Friday, October 21, 2011



Worse and worse

At the beginning of the year, we learned that British police had engaged in extensive, long-term spying on peaceful protestors, infiltrating undercover police officers into groups such as GreenPeace for years at a time who acted not just as spies, but as agent provocateurs. That's damning enough, but now the scandal has got worse. The government was poised to release the usual whitewash report this week, but were forced to pull it at the last minute after the Guardian revealed that at least one of these spies had been instructed to perjure himself in court in order to protect his undercover status:

Documents seen by the Guardian suggest that an undercover officer concealed his true identity from a court when he was prosecuted alongside a group of protesters for occupying a government office during a demonstration.

From the moment he was arrested, he gave a false name and occupation, maintaining this fiction throughout the entire prosecution, even when he gave evidence under oath to barristers. The officer, Jim Boyling, and his police handlers never revealed to the activists who stood alongside him in court that he was actually an undercover policeman who had penetrated their campaign months earlier under a fake identity.

But it gets even worse. In addition to perjuring himself, Boyling continued to spy on the defence case, sharing the same lawyers and passing on privileged material to his superiors. And they were doing all of this to stop... cyclists. Clearly a dangerous threat to society.

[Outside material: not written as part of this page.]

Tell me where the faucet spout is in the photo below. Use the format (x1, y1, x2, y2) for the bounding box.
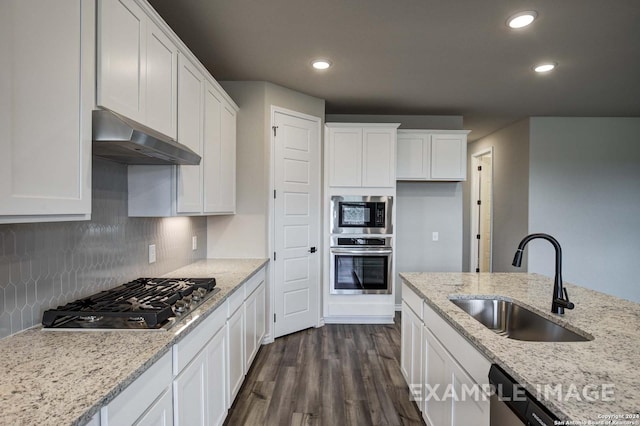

Boyling isn't the only one. Other agents also perjured themselves at the behest of their superiors. What we are seeing here is a police force which is rotten to the core and out of control, using police state tactics to undermine fundamental democratic rights. That has to change. That will be a long process, but a good start could be made by bringing charges against those senior police who have suborned perjury, to make it clear that it is not acceptable in a modern, accountable police force. Because if the police aren't subject to the law, they can hardly expect anyone else to take it seriously.